Comment ne pas déplorer le dénuement dans lequel se trouvent les exécutifs locaux qui souhaitent développer une politique volontariste en faveur du logement abordable.
Ceux-ci souffrent d'une pénurie d'outils fonciers, outils que nous souhaitons favoriser en allégeant les procédures de création, notamment sur les établissements publics fonciers locaux. Ils souffrent également d'une absence de base légale fondant la pratique de nombreuses communes, administrées souvent par des élus de gauche, mais aussi parfois de droite, tendant à imposer un minimum de logements sociaux dans chaque nouveau programme.
La crise des moyens trouve aussi sa traduction dans une baisse des capacités d'intervention foncière des communes et des EPCI en raison du renchérissement du marché de l'immobilier, avec une augmentation des prix de 25 % pour la seule année 2004, et dans l'absurdité des impôts fonciers, lesquels pénalisent les communes qui construisent et favorise celles qui détiennent du foncier constructible sans l'utiliser, en attendant une nouvelle montée des prix.
Je note néanmoins avec satisfaction deux petites avancées obtenues en première lecture : d'une part, la répartition de la plus-value, dont bénéficient en partie les communes, et, d'autre part, le système tendant à favoriser la fluidité du marché foncier. Je vous en donne acte, monsieur le ministre.
S'agissant de la crise de la dérégulation des marchés, en Île-de-France, les prix du mètre carré dans l'habitat ancien ont crû de 75 % en quatre ans dans certaines communes et les maisons ont vu leur prix doubler en cinq ans sur l'ensemble du territoire national. Or, vous en conviendrez, les revenus de nos concitoyens n'ont pas augmenté dans les mêmes proportions.
Nous constatons également une flambée des prix de l'immobilier et un emballement du marché qui aboutit au blocage des parcours résidentiels. L'inflation immobilière a engendré l'une des principales inégalités de notre République. Elle grève le pouvoir d'achat ; elle interdit à nos concitoyens le choix de leur résidence ; elle paralyse la mobilité sociale.

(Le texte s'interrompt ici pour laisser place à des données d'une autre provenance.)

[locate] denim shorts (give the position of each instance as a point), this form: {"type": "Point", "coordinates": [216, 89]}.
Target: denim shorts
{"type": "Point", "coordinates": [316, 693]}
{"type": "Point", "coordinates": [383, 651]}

Le poids du logement dans le budget des ménages devient insupportable. Le prix moyen du mètre carré dans le locatif libre s'envole. Pour un ménage avec un enfant, se loger dans un trois-pièces de 75 mètres carrés représente 36 % des revenus. Nous courons le risque de l'endettement et la croissance est menacée.
Nous ne comprenons ni votre entêtement à ne pas aider davantage la pierre, et notamment le logement social, ni votre volonté de maintenir dans le dénuement les 6 millions de ménages auxquels vous refusez une revalorisation équitable des aides à la personne.
La dérégulation et la flambée des prix se sont accompagnées de la prolifération des marchands de sommeil. Des avancées sont attendues dans ce projet de loi afin de lutter contre l'habitat insalubre et indécent. Elles devront se concrétiser au travers d'outils adaptés en termes tant de gouvernance que de champ d'application.
Il n'est nul besoin de stigmatiser une fois de plus le logement social en inventant un permis de louer uniquement dans les zones urbaines sensibles qui, en général, comportent un parc de logement social bien entretenu tant par les collectivités locales que par leurs opérateurs, c'est-à-dire les organismes de logements sociaux. Lorsqu'un immeuble brûle en France, c'est rarement dans une ZUS et il s'agit tout aussi rarement de logement social.
Enfin, nous connaissons une crise de la solidarité nationale. La remise en cause, par l'Assemblée nationale, de l'article 55 de la loi SRU est inacceptable et condamnable. Il est en effet proposé que soit pris en compte pendant cinq ans, dans le calcul des 20 % de logements sociaux, les logements HLM vendus à leurs occupants, ainsi que les logements neufs en accession à la propriété financés par des aides de l'État. Bravo pour la subtilité !
À la clé, des logements extraits de facto du parc de logements sociaux disponible et des logements acquis à 2 700 euros le mètre carré à Marseille, à 4 300 euros le mètre carré à Suresnes, à 5 000 euros le mètre carré à Boulogne-Billancourt ou à 5 500 euros le mètre carré à Paris seront comptabilisés dans le logement social !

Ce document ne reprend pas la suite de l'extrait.